The zen of Splaine: "Most people in politics, most people period, are not mean," he said. "If they're not voting with you, part of the fault is yours."

People need to go through a process of changing their minds, Splaine said. Splaine relishes that process: He set the floor schedule for the House debate on same-sex marriage, lining up a series of personal speeches in which legislators told about their families and their fears. More than one centrist Democratic legislator, including Concord's Steve Shurtleff and Gilford's William Johnson, credited those speeches with changing their minds.

Splaine also loves public hearings. To his mind, one of the best ever seen in the State House was the April 15 Senate hearing on gay marriage.

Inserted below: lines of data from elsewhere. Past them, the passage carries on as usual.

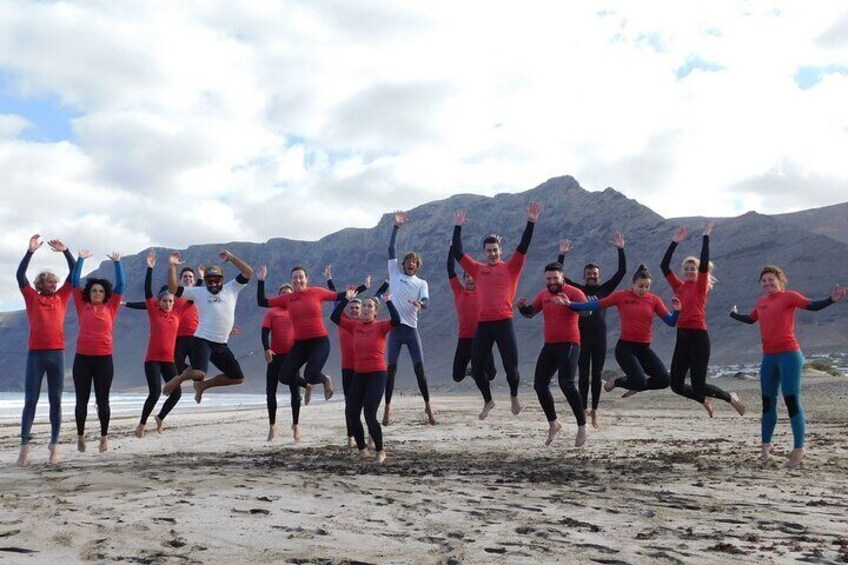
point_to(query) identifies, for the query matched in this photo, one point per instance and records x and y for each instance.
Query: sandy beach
(658, 482)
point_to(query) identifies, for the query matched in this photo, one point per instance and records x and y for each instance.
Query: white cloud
(210, 121)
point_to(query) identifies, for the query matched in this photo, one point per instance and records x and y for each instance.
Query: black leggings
(561, 358)
(419, 376)
(310, 352)
(152, 371)
(692, 354)
(96, 369)
(593, 351)
(638, 360)
(463, 356)
(347, 383)
(366, 392)
(273, 377)
(182, 348)
(488, 334)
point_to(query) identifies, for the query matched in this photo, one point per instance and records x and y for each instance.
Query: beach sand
(659, 482)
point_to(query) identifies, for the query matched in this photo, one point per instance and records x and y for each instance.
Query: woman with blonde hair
(692, 349)
(782, 358)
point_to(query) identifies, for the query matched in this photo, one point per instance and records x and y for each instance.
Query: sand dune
(659, 482)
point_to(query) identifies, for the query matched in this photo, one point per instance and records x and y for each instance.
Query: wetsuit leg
(393, 344)
(55, 385)
(481, 347)
(567, 356)
(354, 409)
(546, 366)
(347, 383)
(104, 370)
(508, 348)
(272, 381)
(769, 386)
(170, 371)
(461, 358)
(791, 365)
(82, 373)
(681, 362)
(654, 368)
(35, 368)
(599, 357)
(634, 377)
(374, 384)
(154, 389)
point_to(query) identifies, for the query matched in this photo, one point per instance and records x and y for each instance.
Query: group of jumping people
(192, 317)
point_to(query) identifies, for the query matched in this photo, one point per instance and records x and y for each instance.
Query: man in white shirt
(216, 308)
(410, 296)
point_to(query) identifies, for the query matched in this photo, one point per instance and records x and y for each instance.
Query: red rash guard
(693, 300)
(776, 314)
(346, 345)
(189, 319)
(467, 304)
(496, 285)
(46, 315)
(95, 324)
(305, 310)
(560, 321)
(636, 313)
(369, 343)
(164, 327)
(282, 330)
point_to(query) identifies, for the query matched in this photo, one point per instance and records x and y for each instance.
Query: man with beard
(216, 308)
(593, 328)
(561, 349)
(411, 295)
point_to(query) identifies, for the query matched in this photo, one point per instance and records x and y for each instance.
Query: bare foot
(737, 404)
(431, 415)
(486, 409)
(765, 451)
(582, 436)
(328, 388)
(23, 458)
(795, 460)
(708, 406)
(54, 454)
(553, 430)
(516, 406)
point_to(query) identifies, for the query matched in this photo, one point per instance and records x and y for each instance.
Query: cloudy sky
(125, 125)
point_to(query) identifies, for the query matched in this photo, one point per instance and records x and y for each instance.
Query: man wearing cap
(216, 308)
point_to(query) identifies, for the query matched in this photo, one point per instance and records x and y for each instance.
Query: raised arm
(148, 276)
(744, 318)
(399, 218)
(460, 219)
(261, 299)
(245, 270)
(120, 276)
(533, 212)
(77, 272)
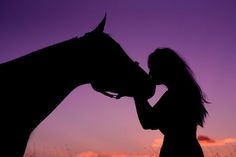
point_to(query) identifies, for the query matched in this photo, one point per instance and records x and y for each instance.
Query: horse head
(112, 70)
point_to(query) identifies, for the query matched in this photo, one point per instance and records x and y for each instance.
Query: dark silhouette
(33, 85)
(181, 108)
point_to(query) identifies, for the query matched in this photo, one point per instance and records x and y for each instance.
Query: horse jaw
(100, 27)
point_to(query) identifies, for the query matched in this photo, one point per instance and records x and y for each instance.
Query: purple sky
(203, 32)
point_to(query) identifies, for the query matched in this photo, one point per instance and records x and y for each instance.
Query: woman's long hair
(172, 60)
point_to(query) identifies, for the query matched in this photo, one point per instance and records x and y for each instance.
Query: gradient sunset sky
(202, 31)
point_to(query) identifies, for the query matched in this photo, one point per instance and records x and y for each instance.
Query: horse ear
(100, 27)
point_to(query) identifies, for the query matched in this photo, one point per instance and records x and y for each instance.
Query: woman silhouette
(181, 108)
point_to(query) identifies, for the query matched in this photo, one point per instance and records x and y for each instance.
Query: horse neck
(56, 62)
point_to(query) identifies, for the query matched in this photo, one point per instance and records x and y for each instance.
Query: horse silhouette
(33, 85)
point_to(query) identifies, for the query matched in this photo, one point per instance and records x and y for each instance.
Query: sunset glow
(89, 124)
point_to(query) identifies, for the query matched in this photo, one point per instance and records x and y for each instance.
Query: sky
(89, 124)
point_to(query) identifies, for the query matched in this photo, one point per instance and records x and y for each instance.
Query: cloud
(157, 143)
(206, 141)
(203, 140)
(93, 154)
(87, 154)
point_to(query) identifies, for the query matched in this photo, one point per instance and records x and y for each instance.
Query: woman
(181, 108)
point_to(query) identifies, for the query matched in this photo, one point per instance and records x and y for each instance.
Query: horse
(33, 85)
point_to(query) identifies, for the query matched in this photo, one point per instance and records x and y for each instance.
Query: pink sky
(203, 32)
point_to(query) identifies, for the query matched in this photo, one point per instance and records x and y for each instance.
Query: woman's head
(168, 68)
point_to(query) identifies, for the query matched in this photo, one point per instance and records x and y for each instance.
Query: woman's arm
(146, 114)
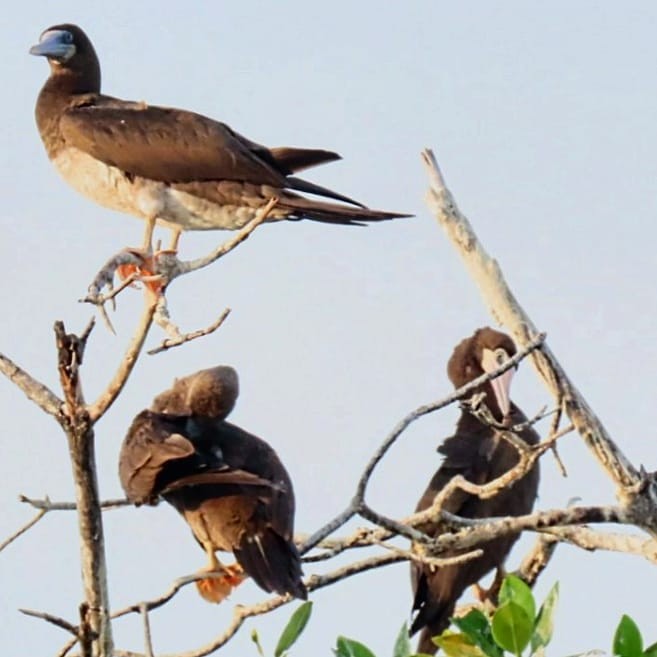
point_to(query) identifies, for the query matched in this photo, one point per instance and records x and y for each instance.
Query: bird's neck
(61, 91)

Same-sex marriage is hardly Splaine's first uphill fight. By Splaine's count, he sponsored 10 different bills to create a Martin Luther King Day in New Hampshire, including the first one ever and the one that finally passed in 1999, making New Hampshire the last state to recognize the holiday. He was the prime sponsor of a death penalty repeal bill that passed the Legislature but was vetoed by Gov. Jeanne Shaheen in 2000.

"In Jeannie Shaheen's case, all I asked her, when she was considering vetoing the death penalty, is give me a chance to make the case," Splaine said. "She did that."

Splaine brought a group of death penalty opponents to Shaheen's office. "I had to respect that," he said. "She had made her determination."

This year, he returned with a bill to create a commission to study the state's death penalty law.

'Come out, come out'

Gay rights may be Splaine's biggest cause and legacy. Splaine, who is openly gay, first walked into the House in 1969 as a 21-year-old legislator. He said he was intimidated to be both the youngest person there and a closeted gay man. The American Psychiatric Association still listed homosexuality as a disease. That was the year of the Stonewall riots, when gay men in New York City fought a police raid at a gay bar, riots that are sometimes credited with sparking the gay rights movement.

Just over a decade later, rumors started to fly about Splaine's sexuality. Inspired by the openly gay San Francisco politician Harvey Milk and his catch phrase, Splaine, by then a state senator, started letting people know that he was gay.

"When he said 'Come out, come out, wherever you are'. . . that got to me," Splaine said. "If all of us did come out, or more of us did come out, people would see our faces and we'd be able to tell our stories."